Documentation readiness = speed to nomination. Once invited, timelines to submit a complete provincial or AIP endorsement package can be tight (often 30–60 days depending on stream). Keep language test results current, ensure your Educational Credential Assessment (ECA) is valid, and pre‑gather work reference letters in IRCC format. Candidates who respond quickly help employers secure talent and reduce the risk of an invitation expiring.
Strategic EOI maintenance. Update your Expression of Interest whenever you gain new work experience, higher language scores, or an offer from a Newfoundland and Labrador employer. Provinces frequently re‑rank pools before issuing new invitations; stale data can cost you a draw round.

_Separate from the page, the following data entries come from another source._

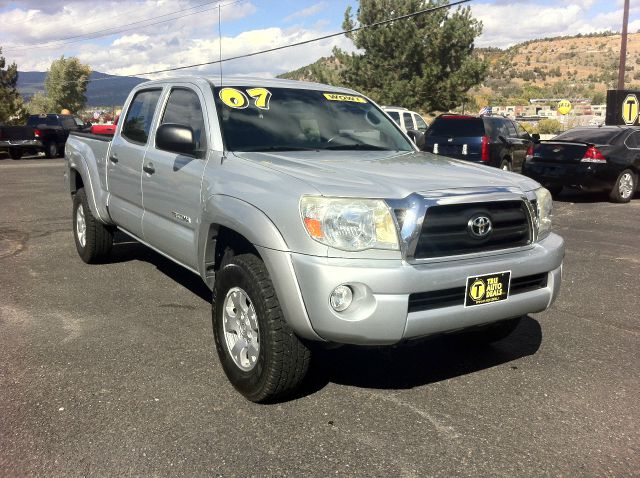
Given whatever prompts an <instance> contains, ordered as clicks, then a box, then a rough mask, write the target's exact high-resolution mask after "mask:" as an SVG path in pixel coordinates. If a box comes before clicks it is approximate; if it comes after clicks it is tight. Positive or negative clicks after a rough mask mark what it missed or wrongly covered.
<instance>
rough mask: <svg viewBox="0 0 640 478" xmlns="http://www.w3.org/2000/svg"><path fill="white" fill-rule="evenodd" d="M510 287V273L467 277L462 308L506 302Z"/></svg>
mask: <svg viewBox="0 0 640 478" xmlns="http://www.w3.org/2000/svg"><path fill="white" fill-rule="evenodd" d="M510 285H511V271H504V272H494V273H493V274H485V275H481V276H470V277H467V286H466V290H465V295H464V306H465V307H473V306H476V305H485V304H491V303H493V302H500V301H502V300H507V298H508V297H509V287H510Z"/></svg>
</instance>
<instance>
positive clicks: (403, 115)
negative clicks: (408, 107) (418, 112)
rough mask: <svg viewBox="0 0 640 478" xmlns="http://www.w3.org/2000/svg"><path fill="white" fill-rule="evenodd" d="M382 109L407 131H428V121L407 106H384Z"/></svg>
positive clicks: (395, 121) (394, 120) (385, 112)
mask: <svg viewBox="0 0 640 478" xmlns="http://www.w3.org/2000/svg"><path fill="white" fill-rule="evenodd" d="M382 110H383V111H384V112H385V113H387V114H388V115H389V116H391V119H393V121H395V122H396V123H398V125H399V126H400V127H401V128H402V129H403V130H404V131H405V132H407V131H410V130H414V131H420V132H421V133H424V132H425V131H427V128H428V125H427V122H426V121H425V120H424V118H422V116H420V115H419V114H418V113H416V112H415V111H409V110H408V109H407V108H402V107H400V106H383V107H382Z"/></svg>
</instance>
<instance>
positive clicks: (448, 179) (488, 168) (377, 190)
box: [233, 151, 538, 198]
mask: <svg viewBox="0 0 640 478" xmlns="http://www.w3.org/2000/svg"><path fill="white" fill-rule="evenodd" d="M233 154H234V155H235V156H236V157H238V158H242V159H245V160H248V161H252V162H256V163H259V164H261V165H262V166H264V167H267V168H270V169H273V170H276V171H279V172H281V173H284V174H288V175H291V176H293V177H295V178H297V179H299V180H302V181H304V182H306V183H307V184H309V185H310V186H312V187H313V188H315V189H316V190H317V191H318V192H319V193H321V194H322V195H325V196H347V197H379V198H404V197H406V196H408V195H409V194H412V193H425V192H430V191H437V190H445V189H449V190H450V189H459V188H482V187H514V186H515V187H518V188H520V189H521V190H522V191H528V190H532V189H535V188H536V187H538V184H537V183H536V182H535V181H533V180H531V179H529V178H526V177H524V176H521V175H519V174H514V173H508V172H505V171H501V170H499V169H494V168H490V167H487V166H482V165H475V164H473V163H469V162H466V161H458V160H455V159H451V158H447V157H443V156H438V155H434V154H431V153H422V152H406V151H403V152H397V151H291V152H289V151H287V152H278V153H268V152H235V153H233Z"/></svg>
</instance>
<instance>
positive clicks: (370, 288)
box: [260, 234, 564, 345]
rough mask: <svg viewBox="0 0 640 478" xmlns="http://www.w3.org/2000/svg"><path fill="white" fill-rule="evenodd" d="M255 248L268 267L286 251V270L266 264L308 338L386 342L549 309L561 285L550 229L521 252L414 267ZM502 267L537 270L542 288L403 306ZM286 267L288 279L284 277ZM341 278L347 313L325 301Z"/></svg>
mask: <svg viewBox="0 0 640 478" xmlns="http://www.w3.org/2000/svg"><path fill="white" fill-rule="evenodd" d="M260 252H261V253H262V254H265V262H266V263H267V266H269V263H272V264H274V263H278V262H280V263H281V264H282V256H284V255H287V256H290V261H291V264H292V266H293V267H292V268H289V271H287V270H282V269H283V268H281V269H280V270H279V271H276V270H273V269H271V268H270V269H271V270H270V272H271V273H272V277H273V278H274V284H275V285H276V290H277V292H278V297H279V300H280V303H281V304H282V306H283V310H284V312H285V317H287V320H288V321H289V323H290V324H291V325H292V326H293V328H294V329H296V331H297V332H298V333H300V334H301V335H302V336H304V337H308V338H310V337H312V336H313V335H317V336H318V337H319V338H321V339H323V340H326V341H330V342H336V343H348V344H360V345H384V344H393V343H397V342H400V341H402V340H408V339H414V338H419V337H424V336H428V335H433V334H438V333H442V332H450V331H454V330H459V329H464V328H467V327H472V326H475V325H481V324H486V323H491V322H496V321H499V320H503V319H509V318H513V317H519V316H522V315H526V314H528V313H534V312H541V311H543V310H545V309H547V308H548V307H549V306H550V305H551V303H552V302H553V301H554V300H555V298H556V297H557V296H558V292H559V290H560V281H561V275H562V260H563V258H564V241H563V239H562V238H561V237H560V236H557V235H555V234H551V235H550V236H548V237H547V238H545V239H544V240H542V241H540V242H538V243H535V244H534V245H533V246H532V247H531V248H530V249H527V250H524V251H523V250H521V251H518V252H507V253H504V254H499V255H493V256H490V257H484V258H474V259H459V260H453V261H447V262H435V263H434V262H430V263H428V264H419V265H416V264H409V263H407V262H404V261H398V260H358V259H336V258H327V257H316V256H307V255H303V254H291V253H286V252H278V251H273V250H262V251H260ZM274 255H276V256H280V257H279V258H278V257H276V256H274ZM274 261H275V262H274ZM287 262H288V261H287ZM284 269H286V268H284ZM505 270H510V271H511V278H512V279H511V280H512V283H513V280H514V279H518V278H523V277H527V276H532V275H535V274H538V275H540V274H541V275H544V274H547V276H546V277H545V281H544V284H543V286H541V287H539V288H537V289H535V290H525V291H523V292H521V293H517V294H510V296H509V298H508V299H507V300H504V301H501V302H496V303H493V304H487V305H481V306H474V307H464V305H463V301H461V302H460V303H458V304H445V306H443V307H438V308H430V309H428V310H418V311H412V312H410V311H409V298H410V295H411V294H415V293H424V292H432V291H436V292H437V291H446V290H448V289H452V288H460V287H463V286H464V285H465V284H466V280H467V277H469V276H476V275H483V274H491V273H495V272H499V271H505ZM289 273H293V274H294V277H293V278H291V277H284V276H283V274H289ZM274 275H275V276H276V277H274ZM291 279H293V281H292V280H291ZM280 280H283V281H284V282H285V283H288V284H289V285H292V284H293V282H295V287H289V288H287V289H284V288H282V287H278V283H279V282H280ZM341 284H347V285H349V286H351V288H352V289H353V291H354V301H353V304H352V305H351V306H350V307H349V308H348V309H347V310H346V311H344V312H335V311H334V310H333V309H332V308H331V306H330V304H329V296H330V294H331V292H332V291H333V289H334V288H335V287H336V286H338V285H341ZM278 289H279V290H278ZM436 295H437V294H436ZM463 295H464V294H463ZM298 301H302V304H300V303H298ZM294 310H297V311H298V312H302V311H304V313H305V320H304V321H303V320H301V317H299V316H297V317H290V316H288V315H287V311H294ZM305 323H307V324H309V325H310V326H311V327H312V329H313V332H314V333H310V331H309V330H302V329H300V330H298V328H300V327H303V328H304V324H305Z"/></svg>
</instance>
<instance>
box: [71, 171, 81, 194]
mask: <svg viewBox="0 0 640 478" xmlns="http://www.w3.org/2000/svg"><path fill="white" fill-rule="evenodd" d="M83 187H84V183H83V182H82V176H80V173H79V172H78V171H76V170H75V169H72V170H71V171H70V172H69V188H70V189H71V195H72V196H73V195H74V194H75V193H76V192H77V191H78V189H80V188H83Z"/></svg>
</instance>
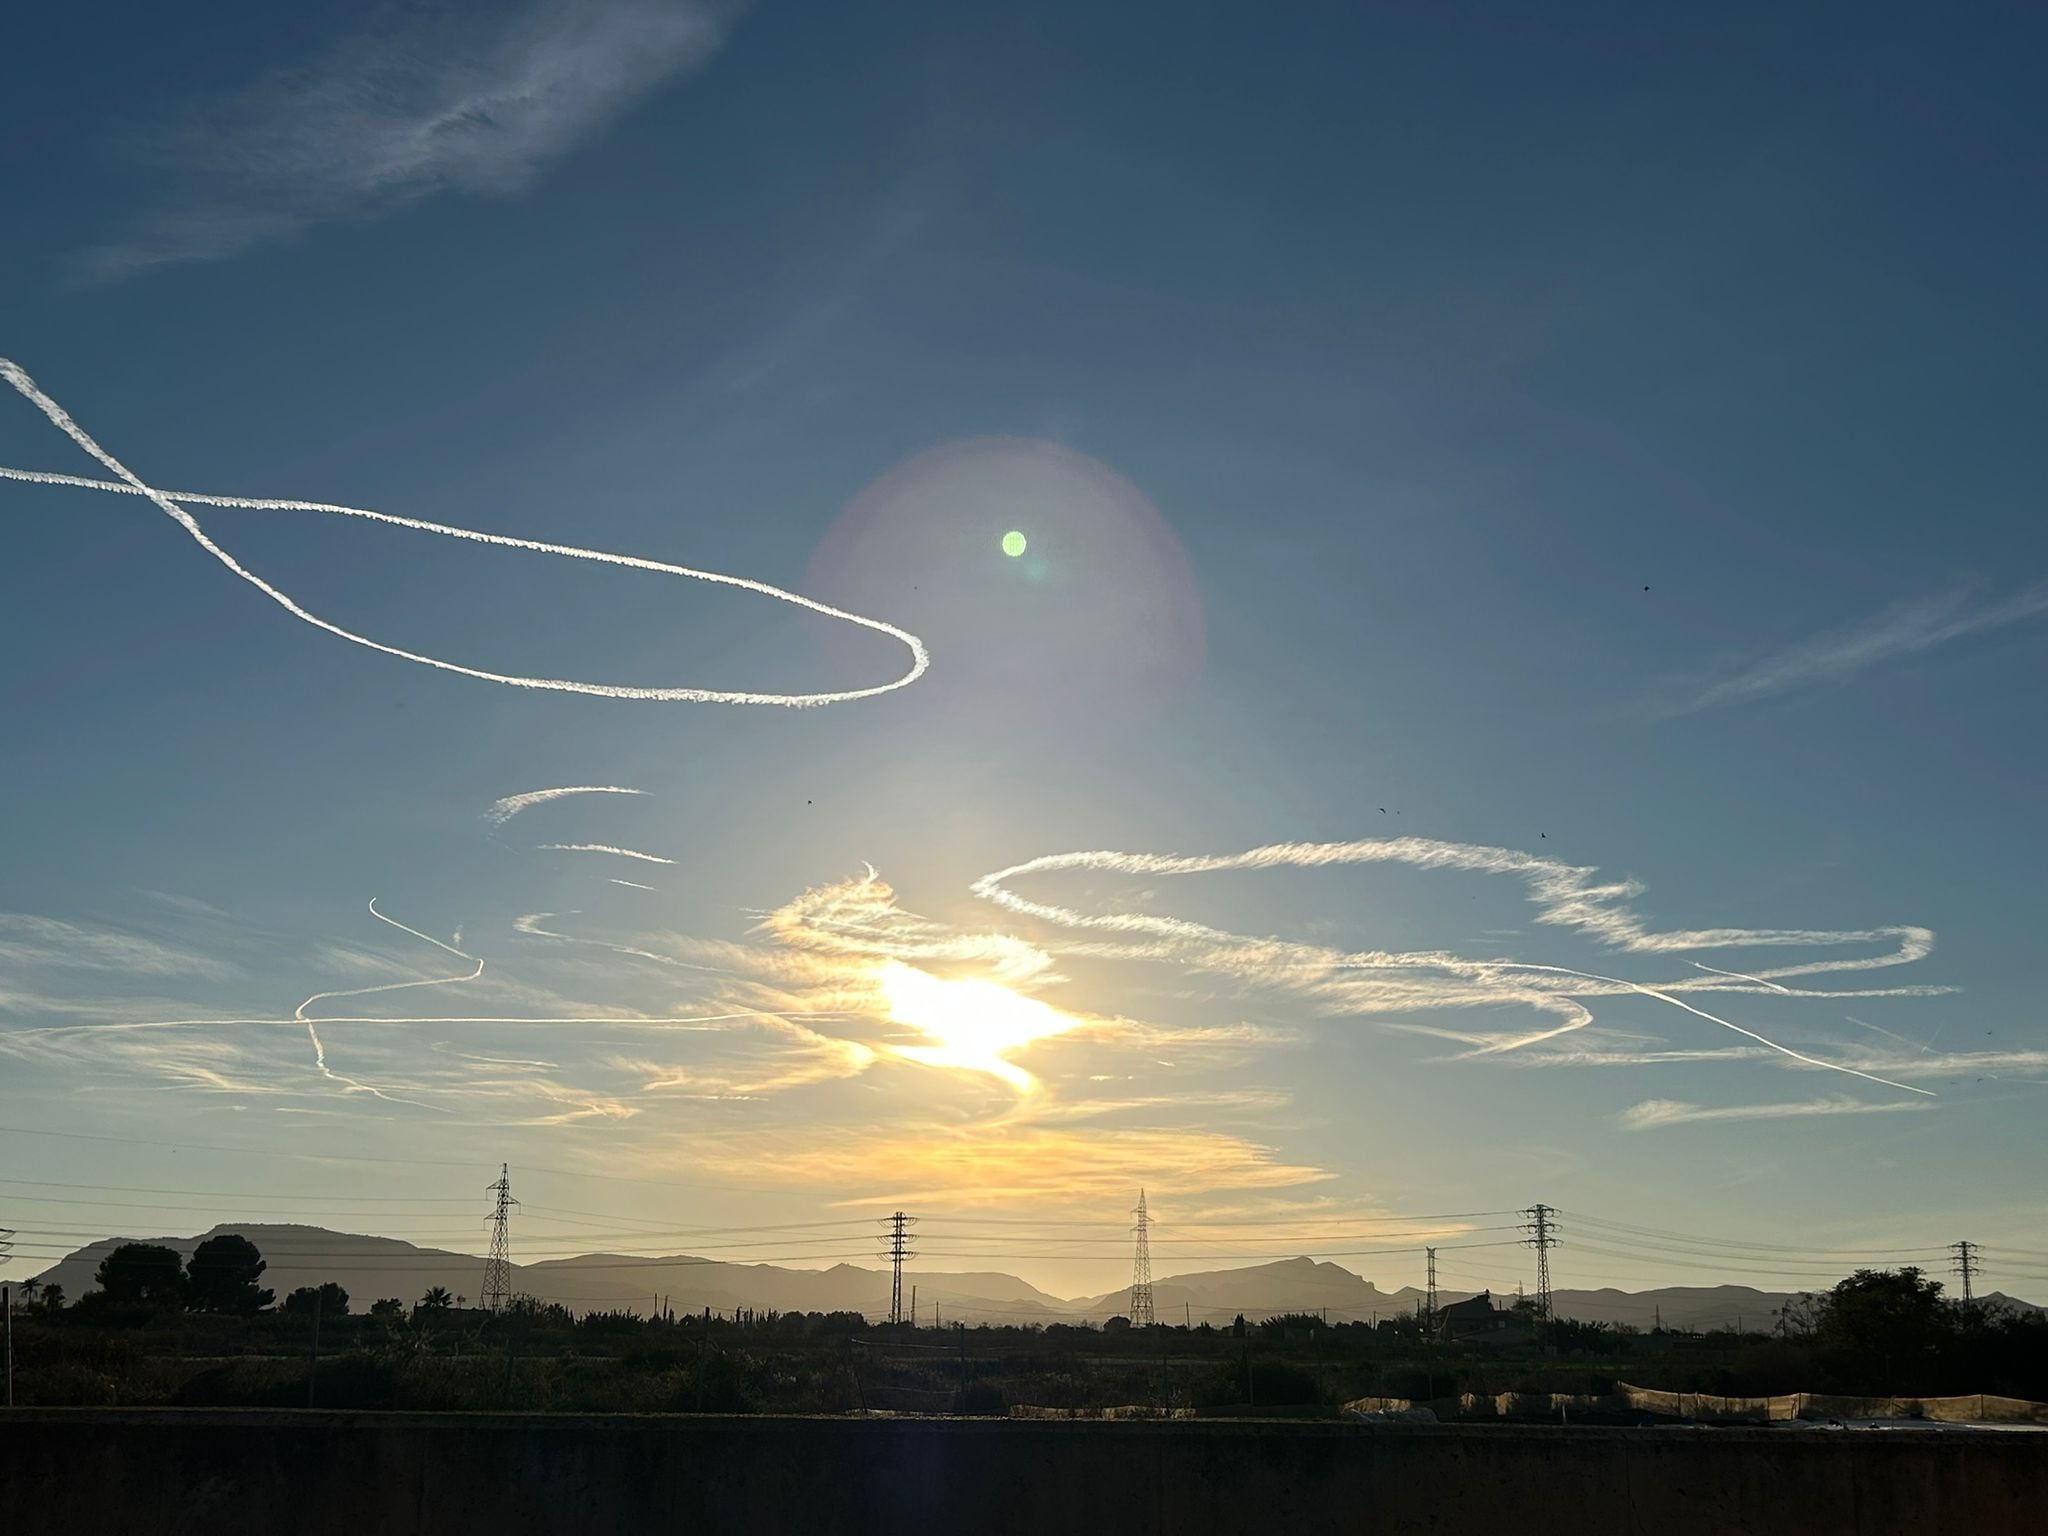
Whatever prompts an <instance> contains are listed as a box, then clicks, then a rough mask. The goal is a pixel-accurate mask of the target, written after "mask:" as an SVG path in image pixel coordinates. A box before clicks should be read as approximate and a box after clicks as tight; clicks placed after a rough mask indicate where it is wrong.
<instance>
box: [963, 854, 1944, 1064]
mask: <svg viewBox="0 0 2048 1536" xmlns="http://www.w3.org/2000/svg"><path fill="white" fill-rule="evenodd" d="M1346 864H1407V866H1409V868H1427V870H1468V872H1481V874H1509V877H1516V879H1520V881H1522V885H1524V889H1526V893H1528V899H1530V903H1534V905H1536V909H1538V915H1536V922H1542V924H1552V926H1559V928H1571V930H1577V932H1579V934H1585V936H1587V938H1591V940H1595V942H1602V944H1606V946H1610V948H1614V950H1620V952H1626V954H1673V952H1683V950H1702V948H1749V946H1774V948H1798V946H1833V944H1890V946H1892V948H1890V950H1886V952H1880V954H1872V956H1868V958H1843V961H1808V963H1804V965H1782V967H1772V969H1765V971H1757V973H1753V975H1749V973H1741V971H1716V969H1714V967H1700V969H1702V971H1712V973H1714V975H1720V977H1733V979H1739V981H1747V983H1753V987H1755V989H1757V991H1774V993H1784V995H1794V997H1804V995H1833V993H1810V991H1794V989H1792V987H1784V985H1780V981H1778V979H1780V977H1806V975H1819V973H1829V971H1870V969H1878V967H1890V965H1911V963H1913V961H1919V958H1925V956H1927V954H1929V952H1931V950H1933V932H1931V930H1927V928H1917V926H1907V924H1896V926H1886V928H1853V930H1821V928H1700V930H1667V932H1657V930H1651V928H1647V926H1645V924H1642V922H1640V918H1636V913H1634V911H1632V909H1630V907H1628V905H1626V903H1628V899H1630V897H1634V895H1638V891H1640V887H1638V885H1634V883H1632V881H1610V883H1597V881H1595V877H1597V870H1595V868H1589V866H1583V864H1565V862H1563V860H1554V858H1540V856H1536V854H1524V852H1520V850H1513V848H1489V846H1483V844H1456V842H1440V840H1436V838H1360V840H1356V842H1321V844H1307V842H1288V844H1268V846H1264V848H1249V850H1245V852H1239V854H1206V856H1194V858H1190V856H1180V854H1133V852H1114V850H1106V848H1098V850H1085V852H1071V854H1047V856H1042V858H1030V860H1024V862H1022V864H1012V866H1010V868H1001V870H995V872H993V874H983V877H981V879H979V881H975V883H973V887H971V891H973V893H975V895H977V897H981V899H983V901H991V903H995V905H997V907H1001V909H1004V911H1012V913H1018V915H1024V918H1036V920H1040V922H1049V924H1055V926H1059V928H1071V930H1081V932H1090V930H1092V932H1104V934H1120V936H1128V942H1124V944H1116V946H1096V952H1102V954H1114V956H1122V958H1153V961H1161V958H1180V961H1188V963H1196V965H1208V967H1219V969H1233V967H1235V969H1237V971H1239V973H1247V975H1249V973H1260V975H1282V977H1286V975H1292V977H1296V979H1303V981H1309V983H1319V981H1321V979H1325V977H1331V975H1333V973H1343V971H1366V973H1372V971H1376V973H1382V975H1386V977H1391V979H1389V981H1386V983H1382V989H1384V991H1386V993H1389V997H1386V1001H1384V1004H1380V1006H1407V1008H1415V1006H1432V995H1434V1004H1436V1006H1468V1004H1473V1001H1487V999H1489V997H1487V991H1489V989H1491V991H1493V995H1495V997H1505V999H1513V1001H1522V1004H1526V1006H1530V1008H1538V1010H1544V1012H1554V1014H1565V1016H1567V1022H1565V1024H1561V1026H1556V1028H1550V1030H1542V1032H1536V1034H1530V1036H1524V1038H1518V1040H1513V1042H1511V1047H1507V1049H1520V1047H1524V1044H1534V1042H1538V1040H1546V1038H1552V1036H1556V1034H1567V1032H1571V1030H1577V1028H1585V1026H1587V1024H1589V1022H1591V1018H1593V1016H1591V1012H1587V1010H1585V1006H1583V1004H1579V1001H1575V999H1573V997H1571V995H1569V993H1563V995H1561V993H1528V991H1522V989H1516V987H1507V989H1501V987H1499V981H1501V973H1520V975H1554V977H1573V979H1581V981H1593V983H1599V987H1604V989H1616V991H1626V993H1634V995H1642V997H1653V999H1657V1001H1661V1004H1669V1006H1673V1008H1681V1010H1686V1012H1688V1014H1694V1016H1698V1018H1704V1020H1708V1022H1710V1024H1718V1026H1720V1028H1724V1030H1733V1032H1735V1034H1741V1036H1747V1038H1749V1040H1755V1042H1759V1044H1763V1047H1769V1049H1772V1051H1776V1053H1780V1055H1784V1057H1790V1059H1792V1061H1798V1063H1802V1065H1808V1067H1821V1069H1827V1071H1839V1073H1845V1075H1849V1077H1862V1079H1866V1081H1872V1083H1884V1085H1886V1087H1896V1090H1903V1092H1909V1094H1927V1090H1925V1087H1913V1085H1909V1083H1898V1081H1892V1079H1890V1077H1878V1075H1876V1073H1868V1071H1862V1069H1858V1067H1847V1065H1843V1063H1837V1061H1825V1059H1821V1057H1810V1055H1806V1053H1802V1051H1794V1049H1792V1047H1786V1044H1780V1042H1778V1040H1772V1038H1767V1036H1763V1034H1757V1032H1755V1030H1751V1028H1745V1026H1741V1024H1735V1022H1731V1020H1726V1018H1720V1016H1718V1014H1708V1012H1706V1010H1704V1008H1696V1006H1694V1004H1688V1001H1683V999H1681V997H1675V995H1673V993H1677V991H1688V989H1706V987H1726V983H1663V985H1647V983H1640V981H1626V979H1622V977H1608V975H1599V973H1593V971H1573V969H1567V967H1559V965H1534V963H1528V961H1466V958H1460V956H1454V954H1444V952H1411V954H1391V952H1382V950H1374V952H1360V954H1346V952H1337V950H1327V948H1321V946H1313V944H1296V942H1288V940H1278V938H1255V936H1249V934H1233V932H1229V930H1223V928H1210V926H1208V924H1198V922H1188V920H1186V918H1157V915H1151V913H1133V911H1112V913H1087V911H1079V909H1075V907H1067V905H1059V903H1053V901H1034V899H1030V897H1024V895H1020V893H1018V891H1014V889H1012V883H1014V881H1018V879H1026V877H1032V874H1053V872H1061V870H1090V872H1108V874H1137V877H1153V874H1212V872H1223V870H1262V868H1333V866H1346ZM1692 965H1700V963H1698V961H1694V963H1692ZM1417 971H1419V973H1430V971H1436V973H1442V975H1446V977H1454V979H1458V981H1462V983H1468V989H1466V991H1460V989H1456V987H1417V985H1415V983H1413V981H1405V979H1395V977H1401V975H1403V973H1417ZM1579 991H1581V995H1585V993H1583V989H1579ZM1896 991H1909V989H1896ZM1878 995H1882V993H1878ZM1331 1004H1333V1006H1335V1008H1337V1010H1339V1012H1341V1001H1337V997H1331Z"/></svg>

Pathway fit: NLPNP vs. AIP. If you already work in the province or hold a targeted job offer in an in‑demand occupation, NLPNP may deliver a nomination that adds 600 points to a linked Express Entry profile (if applicable) and locks in your path to permanent residence. Conversely, internationally recruited candidates filling urgent roles - especially in smaller communities - may move faster through an AIP endorsement when an employer is designated and ready to support settlement.
Watch allocation pacing. Provincial nomination caps are finite each calendar year. As inventory builds, later draws can narrow or target high‑priority sectors. Submitting a high‑quality application promptly after invitation reduces the risk of rollover delays into the next allocation cycle.
About the NLPNP and AIP
The Newfoundland and Labrador Provincial Nominee Program (NLPNP) allows the province to nominate foreign nationals who have the skills, education, work experience, or business plans needed in the local economy. Streams typically include Skilled Worker, Express Entry Skilled Worker, International Graduate, and International Entrepreneur categories (stream availability and criteria may change). A provincial nomination can significantly strengthen a federal permanent residence application by awarding additional points when processed through the Express Entry system, or by supporting a paper‑based application pathway.
The Atlantic Immigration Program (AIP) is a joint federal‑provincial initiative that helps designated Atlantic employers (in Newfoundland and Labrador, Nova Scotia, New Brunswick, and Prince Edward Island) hire international workers and recent international graduates for jobs they cannot fill locally. Employers must be federally designated and work with the province to develop a settlement plan; successful candidates receive a provincial endorsement that supports their permanent residence application. The program is designed for speed, employer flexibility, and community retention across Atlantic Canada’s smaller labour markets.